Several other mutations have been described in GJB2, most of them found in few individuals.
Dominant GJB2 mutations
Five GJB2 mutations have been described to cause dominant deafness (M34T, Kelsell et al. 1997; W44C, Denoyelle et al. 1998; W44S, Gasparini et al. Personal communication; R75W, Richard et al. 1998a; and D66H, Maestrini et al 1999).
M34T has been found in heterozygosity in a family with few affected subjects (Kelsell et al. 1997), but also in normal subjects (Kelley et al. 1998;Scott et al. 1998a, 1998b) and in a recessive family (Kelley et al. 1998). It is believed that M34T is a dominant mutation with reduced penetrance. White et al. (1998) performed functional studies on some mutations by expression in Xenopus Laevis oocytes, and showed that M34T had a dominant negative effect, whereas the recesive mutation W77R did not.
W44C was identified as the cause of deafness in several families with non-syndromic
autosomic dominant deafness ( Denoyelle et al. (1998)).

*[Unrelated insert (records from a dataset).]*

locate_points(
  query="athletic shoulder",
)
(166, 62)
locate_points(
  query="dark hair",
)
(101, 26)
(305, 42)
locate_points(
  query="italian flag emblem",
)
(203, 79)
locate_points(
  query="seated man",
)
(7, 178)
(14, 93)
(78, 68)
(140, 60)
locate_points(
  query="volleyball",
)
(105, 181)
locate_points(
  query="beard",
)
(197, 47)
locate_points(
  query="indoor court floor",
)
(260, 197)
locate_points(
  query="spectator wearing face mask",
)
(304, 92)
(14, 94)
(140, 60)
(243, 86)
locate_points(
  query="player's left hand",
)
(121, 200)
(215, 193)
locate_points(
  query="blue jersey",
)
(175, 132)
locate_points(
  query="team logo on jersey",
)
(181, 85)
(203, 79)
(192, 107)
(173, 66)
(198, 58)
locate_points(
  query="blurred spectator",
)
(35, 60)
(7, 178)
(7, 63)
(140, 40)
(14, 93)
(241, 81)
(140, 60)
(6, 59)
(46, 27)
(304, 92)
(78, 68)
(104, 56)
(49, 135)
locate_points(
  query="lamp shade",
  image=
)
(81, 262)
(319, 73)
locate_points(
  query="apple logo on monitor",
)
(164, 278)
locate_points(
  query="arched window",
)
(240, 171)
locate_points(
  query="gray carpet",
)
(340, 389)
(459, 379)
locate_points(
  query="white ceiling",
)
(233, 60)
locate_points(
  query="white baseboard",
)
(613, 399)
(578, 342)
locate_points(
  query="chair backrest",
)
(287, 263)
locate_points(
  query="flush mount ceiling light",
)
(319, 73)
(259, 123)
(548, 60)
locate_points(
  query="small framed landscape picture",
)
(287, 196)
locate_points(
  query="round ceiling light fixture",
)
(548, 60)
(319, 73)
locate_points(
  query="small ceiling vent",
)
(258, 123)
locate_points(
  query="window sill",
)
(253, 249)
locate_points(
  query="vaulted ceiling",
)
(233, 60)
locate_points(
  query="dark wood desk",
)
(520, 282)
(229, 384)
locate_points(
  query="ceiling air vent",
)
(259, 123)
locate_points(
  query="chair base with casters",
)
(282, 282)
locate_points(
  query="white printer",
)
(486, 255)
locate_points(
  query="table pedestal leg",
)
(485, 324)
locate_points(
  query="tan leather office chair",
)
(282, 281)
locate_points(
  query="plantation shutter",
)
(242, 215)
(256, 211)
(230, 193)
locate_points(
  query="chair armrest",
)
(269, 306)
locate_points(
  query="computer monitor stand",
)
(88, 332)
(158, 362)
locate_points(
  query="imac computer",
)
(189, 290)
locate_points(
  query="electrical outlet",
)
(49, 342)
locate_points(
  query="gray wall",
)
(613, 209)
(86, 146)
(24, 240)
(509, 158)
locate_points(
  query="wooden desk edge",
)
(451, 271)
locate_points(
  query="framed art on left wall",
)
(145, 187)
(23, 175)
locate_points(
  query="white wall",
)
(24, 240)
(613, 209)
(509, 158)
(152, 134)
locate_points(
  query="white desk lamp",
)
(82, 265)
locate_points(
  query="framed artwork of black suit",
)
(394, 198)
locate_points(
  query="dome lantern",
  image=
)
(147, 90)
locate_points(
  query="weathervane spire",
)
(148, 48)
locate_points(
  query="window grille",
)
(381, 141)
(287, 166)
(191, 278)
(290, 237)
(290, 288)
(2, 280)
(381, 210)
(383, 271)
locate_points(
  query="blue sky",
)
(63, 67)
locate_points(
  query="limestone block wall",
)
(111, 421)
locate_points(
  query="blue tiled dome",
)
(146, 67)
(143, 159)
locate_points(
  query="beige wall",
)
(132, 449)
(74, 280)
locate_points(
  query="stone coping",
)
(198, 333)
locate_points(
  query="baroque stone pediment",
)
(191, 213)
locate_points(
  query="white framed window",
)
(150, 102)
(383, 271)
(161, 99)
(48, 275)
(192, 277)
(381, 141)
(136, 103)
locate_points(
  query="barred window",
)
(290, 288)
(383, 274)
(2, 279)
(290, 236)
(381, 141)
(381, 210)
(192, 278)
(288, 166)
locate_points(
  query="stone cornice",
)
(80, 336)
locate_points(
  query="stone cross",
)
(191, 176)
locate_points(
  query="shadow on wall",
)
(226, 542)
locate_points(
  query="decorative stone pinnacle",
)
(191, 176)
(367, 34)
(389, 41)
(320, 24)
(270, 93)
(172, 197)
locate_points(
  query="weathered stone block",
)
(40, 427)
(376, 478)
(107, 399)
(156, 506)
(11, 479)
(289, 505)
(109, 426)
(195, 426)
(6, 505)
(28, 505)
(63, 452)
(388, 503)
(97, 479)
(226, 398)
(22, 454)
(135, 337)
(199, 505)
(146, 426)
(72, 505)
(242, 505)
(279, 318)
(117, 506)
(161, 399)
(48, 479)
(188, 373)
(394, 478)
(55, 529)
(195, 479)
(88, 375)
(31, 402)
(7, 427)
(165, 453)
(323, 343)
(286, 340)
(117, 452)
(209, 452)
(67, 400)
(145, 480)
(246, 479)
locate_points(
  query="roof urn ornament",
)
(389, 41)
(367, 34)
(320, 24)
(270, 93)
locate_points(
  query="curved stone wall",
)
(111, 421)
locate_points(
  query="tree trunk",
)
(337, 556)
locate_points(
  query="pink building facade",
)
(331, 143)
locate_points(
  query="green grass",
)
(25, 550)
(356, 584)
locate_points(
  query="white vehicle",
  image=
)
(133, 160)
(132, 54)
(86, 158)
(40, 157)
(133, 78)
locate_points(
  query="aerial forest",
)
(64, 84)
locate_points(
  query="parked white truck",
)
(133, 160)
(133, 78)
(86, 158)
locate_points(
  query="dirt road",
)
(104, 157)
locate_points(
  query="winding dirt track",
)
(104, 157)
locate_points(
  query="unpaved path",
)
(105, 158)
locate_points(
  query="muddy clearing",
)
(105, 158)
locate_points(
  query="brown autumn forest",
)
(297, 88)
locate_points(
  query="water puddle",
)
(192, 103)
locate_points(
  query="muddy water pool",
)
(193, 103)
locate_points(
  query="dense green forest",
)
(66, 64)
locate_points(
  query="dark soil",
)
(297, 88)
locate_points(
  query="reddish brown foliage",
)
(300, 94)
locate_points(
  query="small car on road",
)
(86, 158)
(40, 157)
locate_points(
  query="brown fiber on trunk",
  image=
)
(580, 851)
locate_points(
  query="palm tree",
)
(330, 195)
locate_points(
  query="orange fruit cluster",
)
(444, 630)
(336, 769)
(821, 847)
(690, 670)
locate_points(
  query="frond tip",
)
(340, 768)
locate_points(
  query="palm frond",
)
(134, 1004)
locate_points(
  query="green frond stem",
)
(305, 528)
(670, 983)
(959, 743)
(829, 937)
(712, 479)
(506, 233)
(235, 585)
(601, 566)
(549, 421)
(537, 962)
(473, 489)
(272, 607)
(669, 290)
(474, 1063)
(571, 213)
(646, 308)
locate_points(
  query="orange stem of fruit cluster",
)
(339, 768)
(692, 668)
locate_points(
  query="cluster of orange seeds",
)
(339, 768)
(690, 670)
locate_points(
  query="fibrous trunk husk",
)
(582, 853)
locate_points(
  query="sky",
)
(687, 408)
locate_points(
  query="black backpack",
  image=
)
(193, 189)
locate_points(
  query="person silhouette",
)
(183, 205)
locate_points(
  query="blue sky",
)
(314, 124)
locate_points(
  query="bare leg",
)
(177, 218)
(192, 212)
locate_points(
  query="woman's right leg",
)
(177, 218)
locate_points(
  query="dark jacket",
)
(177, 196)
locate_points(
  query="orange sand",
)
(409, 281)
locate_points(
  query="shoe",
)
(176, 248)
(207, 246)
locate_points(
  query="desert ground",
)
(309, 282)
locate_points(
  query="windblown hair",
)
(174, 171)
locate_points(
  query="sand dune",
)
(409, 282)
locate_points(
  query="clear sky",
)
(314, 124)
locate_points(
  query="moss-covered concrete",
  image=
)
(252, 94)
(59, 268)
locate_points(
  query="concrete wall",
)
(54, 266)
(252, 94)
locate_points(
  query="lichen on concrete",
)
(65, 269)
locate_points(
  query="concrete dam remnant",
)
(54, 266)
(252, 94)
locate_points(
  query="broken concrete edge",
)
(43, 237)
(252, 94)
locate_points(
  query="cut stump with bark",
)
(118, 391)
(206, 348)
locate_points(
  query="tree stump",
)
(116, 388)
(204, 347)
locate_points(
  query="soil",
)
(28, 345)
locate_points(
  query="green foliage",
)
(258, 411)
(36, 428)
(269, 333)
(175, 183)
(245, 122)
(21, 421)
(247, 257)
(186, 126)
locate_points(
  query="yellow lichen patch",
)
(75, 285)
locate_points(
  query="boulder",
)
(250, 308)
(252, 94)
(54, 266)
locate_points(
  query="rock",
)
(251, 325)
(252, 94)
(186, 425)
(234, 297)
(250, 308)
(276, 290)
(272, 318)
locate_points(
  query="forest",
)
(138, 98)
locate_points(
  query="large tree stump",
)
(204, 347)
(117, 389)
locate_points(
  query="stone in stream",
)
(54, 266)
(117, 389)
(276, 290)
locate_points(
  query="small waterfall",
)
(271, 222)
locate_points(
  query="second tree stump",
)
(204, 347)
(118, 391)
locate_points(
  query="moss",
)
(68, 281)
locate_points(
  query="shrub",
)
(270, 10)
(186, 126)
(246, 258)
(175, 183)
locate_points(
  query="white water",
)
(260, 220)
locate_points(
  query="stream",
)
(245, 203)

Richard et al. (1998a) identified mutation R75W in two affected
members of a family with deafness and diffuse keratoderma. The investigators
also demonstrated that R75W has a dominant negative effect in functional
experiments in vitro.
A missense mutation (D66H) in connexin 26 has been identified in three families
presenting sensorineural deafness and mutilating keratoderma (Maestrini et al. 1999). The mutation seems to be totally
penetrant, as all patients in the three pedigrees presenting D66H were
Another GJB2 mutation, G59A (Heathcote et al. 2000), has been recently identified in a
family with dominant deafness and hyperkeratosis. All affected members of the
family inherited the G59A mutation in GJB2. Another mutation in this gene, F83L
was identified in only two subjects, one affected and one not.